The photos were released by the Sikhote-Alin Biosphere Reserve and Udegeiskaya Legenda National Park along with WCS, which works closely with Amur tigers, also known as Siberian tigers.






Composite of the whole family. Photo by: WCS, Sikhote-Alin Biosphere Reserve, and Udegeiskaya Legenda National Park. Click to enlarge.


“We have collected hundreds of photos of tigers over the years, but this is the first time we have recorded a family together. These images confirm that male Amur tigers do participate in family life, at least occasionally, and we were lucky enough to capture one such moment,” said Svetlana Soutyrina, who set the camera trap that took the remarkable family photo. Soutyrina is the Deputy Director for Scientific Programs at the Sikhote-Alin Biosphere Reserve.

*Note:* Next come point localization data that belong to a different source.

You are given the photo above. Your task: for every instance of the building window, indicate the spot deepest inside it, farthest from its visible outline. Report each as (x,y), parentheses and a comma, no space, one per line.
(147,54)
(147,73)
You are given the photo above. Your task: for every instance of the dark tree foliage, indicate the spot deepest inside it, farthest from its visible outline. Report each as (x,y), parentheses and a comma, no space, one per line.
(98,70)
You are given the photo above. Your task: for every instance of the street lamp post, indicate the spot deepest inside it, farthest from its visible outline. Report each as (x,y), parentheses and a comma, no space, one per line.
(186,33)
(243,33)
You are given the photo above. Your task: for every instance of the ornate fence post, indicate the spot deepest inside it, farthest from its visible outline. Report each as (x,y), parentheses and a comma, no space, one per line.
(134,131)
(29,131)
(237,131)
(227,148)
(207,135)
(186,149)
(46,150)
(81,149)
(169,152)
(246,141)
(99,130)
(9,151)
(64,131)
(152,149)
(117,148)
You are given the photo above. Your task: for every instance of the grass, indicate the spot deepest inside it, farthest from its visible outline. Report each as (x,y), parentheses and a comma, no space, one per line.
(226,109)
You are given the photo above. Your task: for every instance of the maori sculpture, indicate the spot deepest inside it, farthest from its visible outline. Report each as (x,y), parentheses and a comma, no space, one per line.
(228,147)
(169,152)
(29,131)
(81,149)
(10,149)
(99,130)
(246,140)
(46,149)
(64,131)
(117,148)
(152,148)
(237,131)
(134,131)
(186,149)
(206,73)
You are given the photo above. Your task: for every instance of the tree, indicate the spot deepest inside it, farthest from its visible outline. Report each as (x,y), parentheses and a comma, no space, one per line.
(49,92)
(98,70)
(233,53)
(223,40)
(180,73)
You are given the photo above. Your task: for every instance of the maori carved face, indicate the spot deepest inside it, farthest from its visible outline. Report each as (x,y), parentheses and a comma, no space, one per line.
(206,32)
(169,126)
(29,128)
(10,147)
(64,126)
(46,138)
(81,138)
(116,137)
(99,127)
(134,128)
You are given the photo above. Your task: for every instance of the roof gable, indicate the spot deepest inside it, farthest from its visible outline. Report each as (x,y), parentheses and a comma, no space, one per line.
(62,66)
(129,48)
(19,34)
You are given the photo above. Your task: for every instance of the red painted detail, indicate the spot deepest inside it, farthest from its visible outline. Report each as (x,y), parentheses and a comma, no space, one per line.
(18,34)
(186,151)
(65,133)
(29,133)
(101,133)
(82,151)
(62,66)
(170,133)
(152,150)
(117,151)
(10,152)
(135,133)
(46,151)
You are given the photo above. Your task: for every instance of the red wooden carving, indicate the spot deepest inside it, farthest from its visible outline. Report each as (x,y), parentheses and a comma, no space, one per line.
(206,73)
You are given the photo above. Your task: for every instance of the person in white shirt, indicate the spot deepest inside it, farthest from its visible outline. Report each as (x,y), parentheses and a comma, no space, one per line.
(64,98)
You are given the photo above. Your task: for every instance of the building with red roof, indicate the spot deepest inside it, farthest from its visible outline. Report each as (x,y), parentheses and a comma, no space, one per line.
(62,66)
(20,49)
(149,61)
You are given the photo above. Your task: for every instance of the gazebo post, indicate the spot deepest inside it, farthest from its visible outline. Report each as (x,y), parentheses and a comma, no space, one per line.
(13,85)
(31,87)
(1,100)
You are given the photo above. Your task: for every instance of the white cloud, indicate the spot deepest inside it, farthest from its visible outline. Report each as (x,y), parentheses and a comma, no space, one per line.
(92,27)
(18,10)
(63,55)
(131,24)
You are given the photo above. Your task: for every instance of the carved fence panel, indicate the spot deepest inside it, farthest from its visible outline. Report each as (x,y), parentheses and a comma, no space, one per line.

In the mid-Twentieth Century, Amur tigers had a close brush with extinction which nearly put them in the same category as the Javan tiger, the Bali tiger, and the Caspian tiger—all gone. In the 1940s only around 20 Amur tigers survived in the wild. Then conservationists jump in with a aggressive plans to save the species and it worked. By 2005, scientists estimated 430-500 tigers roaming the Russian Far East forests with some even showing up in neighboring China. Last month, a slew of tiger experts conducted another decadal survey to see how the population is faring and will announce their findings this summer.



Listed as Endangered by the IUCN Red List, Amur tigers remain imperiled by poaching, industrial logging, prey decline, and disease.